Personally, I don't happen to think that "profundity," as applied to art, is merely a pretentious way of referring to a personal emotional reaction. I think some works of art are capable of conveying much more complex meanings and resonances - both emotional and intellectual - than others, meanings and resonances which, although they won't be identical for all perceivers, can be seen and explored. For example, people will never stop exploring Shakespeare's plays and Wagner's operas - the books keep being written and published - while there will never be a need to say a word about vast numbers of works that give every bit as much pleasure.
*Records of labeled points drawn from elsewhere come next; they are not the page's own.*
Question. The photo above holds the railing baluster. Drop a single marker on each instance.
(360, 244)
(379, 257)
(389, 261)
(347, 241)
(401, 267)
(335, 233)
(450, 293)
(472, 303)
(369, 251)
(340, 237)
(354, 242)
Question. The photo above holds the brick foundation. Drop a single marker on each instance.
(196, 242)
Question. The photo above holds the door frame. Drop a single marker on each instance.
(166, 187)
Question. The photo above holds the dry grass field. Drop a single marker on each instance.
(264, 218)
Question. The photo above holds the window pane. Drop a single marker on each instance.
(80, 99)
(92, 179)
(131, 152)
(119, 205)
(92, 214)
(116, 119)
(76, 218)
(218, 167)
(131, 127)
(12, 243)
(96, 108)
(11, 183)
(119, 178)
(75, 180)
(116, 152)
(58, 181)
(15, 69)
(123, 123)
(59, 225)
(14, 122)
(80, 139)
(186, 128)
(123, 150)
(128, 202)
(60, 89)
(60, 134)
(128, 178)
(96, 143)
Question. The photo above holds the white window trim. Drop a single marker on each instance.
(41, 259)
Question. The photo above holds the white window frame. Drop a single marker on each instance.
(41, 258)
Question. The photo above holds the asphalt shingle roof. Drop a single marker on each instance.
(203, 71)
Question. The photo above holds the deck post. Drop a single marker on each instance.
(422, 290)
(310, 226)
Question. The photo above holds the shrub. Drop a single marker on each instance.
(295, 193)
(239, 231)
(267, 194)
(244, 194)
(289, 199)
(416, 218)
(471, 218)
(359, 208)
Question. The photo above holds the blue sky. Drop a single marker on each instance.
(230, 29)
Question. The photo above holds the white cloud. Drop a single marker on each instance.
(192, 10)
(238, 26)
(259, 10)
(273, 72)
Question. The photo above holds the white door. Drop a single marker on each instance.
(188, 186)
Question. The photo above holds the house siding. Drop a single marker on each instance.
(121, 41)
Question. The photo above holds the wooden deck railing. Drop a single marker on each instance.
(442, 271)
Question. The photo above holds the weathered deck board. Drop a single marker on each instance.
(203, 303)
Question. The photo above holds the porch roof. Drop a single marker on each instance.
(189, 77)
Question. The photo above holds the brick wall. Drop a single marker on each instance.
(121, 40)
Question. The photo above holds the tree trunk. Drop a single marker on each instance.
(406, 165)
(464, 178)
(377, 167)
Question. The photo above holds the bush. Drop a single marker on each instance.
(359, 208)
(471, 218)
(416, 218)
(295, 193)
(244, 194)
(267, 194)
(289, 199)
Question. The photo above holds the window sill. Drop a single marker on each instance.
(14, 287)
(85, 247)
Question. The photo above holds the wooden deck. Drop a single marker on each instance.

The profundity in art lies not in "how much it means to me" - i.e., how much I like it - but in the range of meanings, and in what kinds of meanings, it is seen to be capable of conveying and provoking.
This view does of course assume that art actually has the capacity to mean something, with the corollary that the range of meanings a given work will convey is determined to a major degree by the nature of the work - which is to say, that meaning is not merely something imposed by the audience. I must therefore call the following statement (from post #6 above) of no value to our understanding:
"I'm fine viewing profundity as a deeply personal experience. I can analyze works I feel are profound--Tristan und Isolde, Neon Genesis Evangelion, War & Peace, Paradise Lost, Vertigo, Mozart's 41st Symphony, etc.--until the cows come home, but at the end of the day such analysis doesn't matter much unless one feels it on a gut level."
Analyses of works of may have little immediate value to those who don't "feel it on a gut level," but one would be a fool to dismiss the perceptions of thoughtful individuals whose deeply felt observations might awaken us to things we hadn't realized were there until we were given a key with which to unlock their secrets. Anyone who's achieved any significant level of appreciation of any art has surely benefitted from the insights of others. Personally, I owe a tremendous debt of gratitude to thinkers who have assisted in my awakening to depths of meaning I might otherwise have come to perceive more slowly, if all.